Глава 6

Из окна джипа Оливия наблюдала, как меняются цвета пустыни. Они ехали во Флагстафф на машине Лукаса.

Во вторник, после первого дня экзаменов, они опять встретились в отеле. Во время ужина и прогулки обсудили вопросы, которые ей задавали, и ее ответы. А когда вернулись в отель, он поцеловал ее у двери номера, развернулся и ушел, оставив трепетать от желания, которое ночью заполнило все ее сны. В среду, когда она вернулась домой после второго дня экзаменов, ее ждал огромный букет розовых роз и приготовленный им ужин.

Он ухаживал за ней, и это было прекрасно! Но почему он это делал? Из-за ребенка или из-за искреннего чувства к ней?

Отхлебнув несколько глотков содовой, он поставил банку на подставку.

— Если захочешь остановиться и размяться, скажи.

— Спасибо.

Сегодня утром они приехали в «Баррингтон» и уехали вместе. Вроде бы никто не заметил.
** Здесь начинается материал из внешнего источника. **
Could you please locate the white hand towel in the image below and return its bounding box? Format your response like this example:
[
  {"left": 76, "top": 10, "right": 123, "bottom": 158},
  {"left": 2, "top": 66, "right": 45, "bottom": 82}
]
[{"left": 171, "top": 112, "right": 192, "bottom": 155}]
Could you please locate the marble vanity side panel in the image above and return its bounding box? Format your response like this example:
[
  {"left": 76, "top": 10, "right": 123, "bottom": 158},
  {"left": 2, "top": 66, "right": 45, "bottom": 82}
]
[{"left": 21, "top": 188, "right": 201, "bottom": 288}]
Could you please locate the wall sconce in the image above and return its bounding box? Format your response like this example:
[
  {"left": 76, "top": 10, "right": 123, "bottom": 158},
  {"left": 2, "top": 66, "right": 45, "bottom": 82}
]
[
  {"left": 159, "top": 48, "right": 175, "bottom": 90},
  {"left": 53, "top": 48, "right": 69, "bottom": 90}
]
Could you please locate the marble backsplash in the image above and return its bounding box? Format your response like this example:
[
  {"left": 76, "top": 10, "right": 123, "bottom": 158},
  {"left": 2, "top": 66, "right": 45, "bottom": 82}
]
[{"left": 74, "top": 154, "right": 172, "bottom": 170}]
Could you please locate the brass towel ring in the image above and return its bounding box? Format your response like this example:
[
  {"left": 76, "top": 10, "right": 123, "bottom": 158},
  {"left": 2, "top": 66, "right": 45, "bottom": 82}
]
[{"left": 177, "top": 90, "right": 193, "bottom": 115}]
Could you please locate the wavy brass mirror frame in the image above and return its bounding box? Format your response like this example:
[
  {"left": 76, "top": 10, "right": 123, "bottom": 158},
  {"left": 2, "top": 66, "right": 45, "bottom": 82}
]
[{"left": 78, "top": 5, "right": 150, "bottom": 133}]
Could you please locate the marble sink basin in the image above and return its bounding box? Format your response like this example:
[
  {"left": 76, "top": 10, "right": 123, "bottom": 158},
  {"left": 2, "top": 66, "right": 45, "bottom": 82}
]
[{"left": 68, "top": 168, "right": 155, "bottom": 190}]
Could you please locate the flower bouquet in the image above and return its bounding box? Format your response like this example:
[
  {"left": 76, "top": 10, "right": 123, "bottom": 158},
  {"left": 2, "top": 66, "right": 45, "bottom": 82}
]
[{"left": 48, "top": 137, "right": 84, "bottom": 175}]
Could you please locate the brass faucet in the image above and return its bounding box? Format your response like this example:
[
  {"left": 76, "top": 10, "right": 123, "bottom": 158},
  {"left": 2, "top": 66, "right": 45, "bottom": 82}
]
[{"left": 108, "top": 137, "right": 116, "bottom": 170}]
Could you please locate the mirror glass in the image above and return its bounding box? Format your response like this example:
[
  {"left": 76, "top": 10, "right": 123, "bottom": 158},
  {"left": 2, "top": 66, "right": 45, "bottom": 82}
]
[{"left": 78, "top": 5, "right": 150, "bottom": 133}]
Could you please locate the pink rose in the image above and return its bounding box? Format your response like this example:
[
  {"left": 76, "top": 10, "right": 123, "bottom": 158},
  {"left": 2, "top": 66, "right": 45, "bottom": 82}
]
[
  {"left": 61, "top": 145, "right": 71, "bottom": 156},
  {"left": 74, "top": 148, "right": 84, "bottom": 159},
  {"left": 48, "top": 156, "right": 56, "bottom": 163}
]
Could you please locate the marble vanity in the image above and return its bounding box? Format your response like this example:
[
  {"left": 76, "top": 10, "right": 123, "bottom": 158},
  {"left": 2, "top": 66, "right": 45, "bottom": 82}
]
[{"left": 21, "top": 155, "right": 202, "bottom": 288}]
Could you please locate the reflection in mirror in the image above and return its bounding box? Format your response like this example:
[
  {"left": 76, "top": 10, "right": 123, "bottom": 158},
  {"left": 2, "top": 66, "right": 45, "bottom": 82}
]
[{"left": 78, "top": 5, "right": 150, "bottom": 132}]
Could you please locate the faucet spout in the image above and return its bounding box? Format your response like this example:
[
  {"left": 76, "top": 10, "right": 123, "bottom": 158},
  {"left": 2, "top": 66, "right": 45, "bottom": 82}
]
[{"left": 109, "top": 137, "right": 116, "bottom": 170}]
Дорога делала поворот, и Оливия решила, что сейчас самое время рассказать Лукасу о замечательном событии, которое произошло в конце рабочего дня.

— Мистер Баррингтон звонил мне сегодня. Лукас взглянул на нее:

— Рекс? Чего он хотел?

— Должно быть, решил поближе познакомиться со своими сотрудниками. Напомнил мне, что после того, как я получу уведомление, в «Баррингтоне» для меня освободится место. Стенли подал ему мою характеристику, и мистер Баррингтон сказал, что оба они довольны моей работой. Здорово, правда? — Она ожидала, что Лукас обрадуется. Но вместо этого он нахмурился:

— И что ты ему ответила?

— Я сказала, что буду счастлива стать официальным сотрудником юридического департамента в «Баррингтоне». Если сдам экзамен.

Шуршание шин по дороге подчеркивало напряженное молчание Лукаса. Наконец он спросил:

— А как же наш малыш?

— А что с нашим малышом? — Оливия не заметила резкости в его вопросе.

— Наш ребенок заслуживает мамы, которая будет полностью отдаваться ему, а не работе.

Честно говоря, она еще не задумывалась о том, как будет работать, когда родится ребенок. До сих пор все ее мысли были сосредоточены на учебе, на том, чтобы сдать экзамен и получить хорошую работу.

— Ты хочешь, чтобы я потеряла все годы, что училась и работала?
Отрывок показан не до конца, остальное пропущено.